L’attentat contre Charlie Hebdo prétend prendre appui sur des motifs religieux. Y a-t-il une violence inhérente à la religion en général?
Le mot de «religion» est déjà trompeur en soi. Notre idée d’une religion est calquée, même chez le bouffeur de curés le plus recuit, sur celle que nous nous faisons du christianisme. Nous allons donc dire: dans l’islam, il y a du religieux (les prières, le jeûne, le pèlerinage, etc.) et du non-religieux, la charia, dont les règles vestimentaires, alimentaires, etc. Et nous avons le culot de dire aux musulmans: renoncez à la charia et nous acceptons votre religion! Mais ils ne voient pas les choses comme nous; pour eux, la charia sous ses différentes formes, et avec toutes ses règles, fait partie intégrante de la religion. La mystique, elle, est certes permise, mais facultative. Tout le système de l’islam, si l’on peut dire, repose sur la révélation faite à Mahomet. Attaquer le Prophète, c’est mettre en danger tout l’édifice. Allah est de toute façon bien au-dessus de tous les blasphèmes, c’est pourquoi le nier est presque moins grave…
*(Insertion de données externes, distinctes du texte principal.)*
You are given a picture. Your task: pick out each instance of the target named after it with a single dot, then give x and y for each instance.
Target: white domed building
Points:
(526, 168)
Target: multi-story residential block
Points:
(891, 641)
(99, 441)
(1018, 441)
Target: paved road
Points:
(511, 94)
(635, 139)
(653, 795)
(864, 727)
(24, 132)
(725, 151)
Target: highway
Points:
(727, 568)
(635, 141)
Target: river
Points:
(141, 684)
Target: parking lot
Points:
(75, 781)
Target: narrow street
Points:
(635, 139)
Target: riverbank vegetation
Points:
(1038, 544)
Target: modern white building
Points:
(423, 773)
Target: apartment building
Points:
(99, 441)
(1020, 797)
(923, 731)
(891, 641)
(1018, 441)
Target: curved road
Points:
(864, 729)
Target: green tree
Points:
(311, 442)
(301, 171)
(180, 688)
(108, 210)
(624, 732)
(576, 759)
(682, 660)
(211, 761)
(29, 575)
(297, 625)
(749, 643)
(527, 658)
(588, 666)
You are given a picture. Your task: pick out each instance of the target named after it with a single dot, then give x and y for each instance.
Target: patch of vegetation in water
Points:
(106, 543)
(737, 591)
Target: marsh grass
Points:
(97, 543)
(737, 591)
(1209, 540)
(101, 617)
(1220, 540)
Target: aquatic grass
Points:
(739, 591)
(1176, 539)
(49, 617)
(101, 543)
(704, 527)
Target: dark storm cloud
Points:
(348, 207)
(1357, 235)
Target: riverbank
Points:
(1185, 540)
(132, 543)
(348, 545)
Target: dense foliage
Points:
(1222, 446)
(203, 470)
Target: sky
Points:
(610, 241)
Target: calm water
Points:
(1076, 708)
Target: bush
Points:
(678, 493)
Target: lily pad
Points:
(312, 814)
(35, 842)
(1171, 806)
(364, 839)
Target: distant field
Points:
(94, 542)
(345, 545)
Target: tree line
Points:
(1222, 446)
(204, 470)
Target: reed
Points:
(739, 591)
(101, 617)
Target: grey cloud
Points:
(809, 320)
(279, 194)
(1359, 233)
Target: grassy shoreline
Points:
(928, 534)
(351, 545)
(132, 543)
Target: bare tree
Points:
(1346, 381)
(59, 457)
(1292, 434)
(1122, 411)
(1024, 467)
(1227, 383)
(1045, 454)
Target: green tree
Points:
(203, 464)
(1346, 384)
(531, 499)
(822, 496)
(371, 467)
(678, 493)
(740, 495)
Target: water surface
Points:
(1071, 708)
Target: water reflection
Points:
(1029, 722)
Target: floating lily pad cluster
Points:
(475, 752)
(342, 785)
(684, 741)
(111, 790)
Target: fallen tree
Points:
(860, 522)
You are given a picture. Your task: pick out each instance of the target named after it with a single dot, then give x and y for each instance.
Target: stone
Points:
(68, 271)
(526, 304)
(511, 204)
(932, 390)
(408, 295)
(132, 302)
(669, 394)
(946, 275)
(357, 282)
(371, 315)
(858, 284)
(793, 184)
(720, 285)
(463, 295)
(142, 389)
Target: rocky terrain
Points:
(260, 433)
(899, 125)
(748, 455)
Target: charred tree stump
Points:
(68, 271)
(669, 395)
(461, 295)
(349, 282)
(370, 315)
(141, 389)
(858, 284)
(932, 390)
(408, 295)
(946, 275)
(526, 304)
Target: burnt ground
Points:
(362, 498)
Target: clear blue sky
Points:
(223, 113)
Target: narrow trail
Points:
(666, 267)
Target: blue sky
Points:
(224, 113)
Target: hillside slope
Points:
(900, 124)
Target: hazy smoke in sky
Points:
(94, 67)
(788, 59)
La violence, inhérente à une religion?
Il faut distinguer les adhérents à une religion qui ont pu se laisser aller à des violences. Ils ont même pu les justifier au nom de leur religion. Ainsi Charlemagne convertissant de force les Saxons ou, bien sûr, ceux dont on parle toujours, les croisés et les inquisiteurs. Mais aussi les généraux japonais de la Seconde Guerre, bouddhistes zen. Ou Tamerlan, qui s’appuya au début sur les soufis de la confrérie des naqchbandis, dont les massacres, au XIVe siècle, surpassèrent ceux de Gengis Khan. Et rappelons que le plus grand pogrom antichrétien de notre siècle, en 2008, à Kandhamal (Odisha), a été le fait d’hindouistes, qui ne sont pas tendres envers les musulmans non plus.
Ceci dit, reste à se demander si l’on peut attribuer des actes de violence au fondateur d’une religion, à celui qui en reste le modèle et à son enseignement. Pour Jésus et Bouddha, on a du mal. Or, malheureusement, nous avons les recueils de déclarations attribuées à Mahomet (le hadith) et ses biographies anciennes, et avant tout celle d’Ibn Ishaq-Ibn Hicham (vers 830). Il faut la lire et se méfier des adaptations romancées et édulcorées. Or, ce qu’on y raconte comme hauts faits du Prophète et de ses compagnons ressemble beaucoup à ce que l’on a vu chez nous et à ce qui se passe à une bien plus grande échelle au Nigeria, sur le territoire de l’État islamique, ou ailleurs. Mahomet a en effet fait décapiter quelques centaines de prisonniers, torturer le trésorier d’une tribu juive vaincue pour lui faire avouer où est caché le magot (on pense au sort d’Ilan Halimi) et, ce qui ressemble fort à notre affaire, commandité les assassinats de trois chansonniers qui s’étaient moqués de lui. Il ne sert de rien de répéter «contextualiser! contextualiser!» Un crime reste un crime.
Comment a évolué la notion de blasphème en France?
La dernière condamnation pour sacrilège, chez nous, a été celle du chevalier de La Barre, en 1766. Je rappelle d’ailleurs qu’il avait été condamné par des tribunaux civils, les parlements d’Abbeville, puis de Paris, alors que les gens d’Église avaient essayé de le sauver… Nul doute que c’est en reconnaissance de ces efforts que l’on a donné son nom à la rue qui longe la basilique de Montmartre!
Une loi sur le sacrilège, votée en 1825 au début du règne de Charles X, a été abrogée dès 1830, au début de la monarchie de Juillet. Depuis lors, on pense davantage à des délits verbaux ou picturaux qu’à des profanations d’objets considérés comme sacrés. Ce qui n’empêche pas des crétins de combiner le verbal et le matériel en taguant des insultes sur des églises ou des synagogues et aujourd’hui sur des mosquées.
Rémi Brague est philosophe. Son dernier ouvrage «Modérément moderne. Les temps modernes ou l’invention d’une supercherie» est paru en mars 2014 aux éditions Flammarion.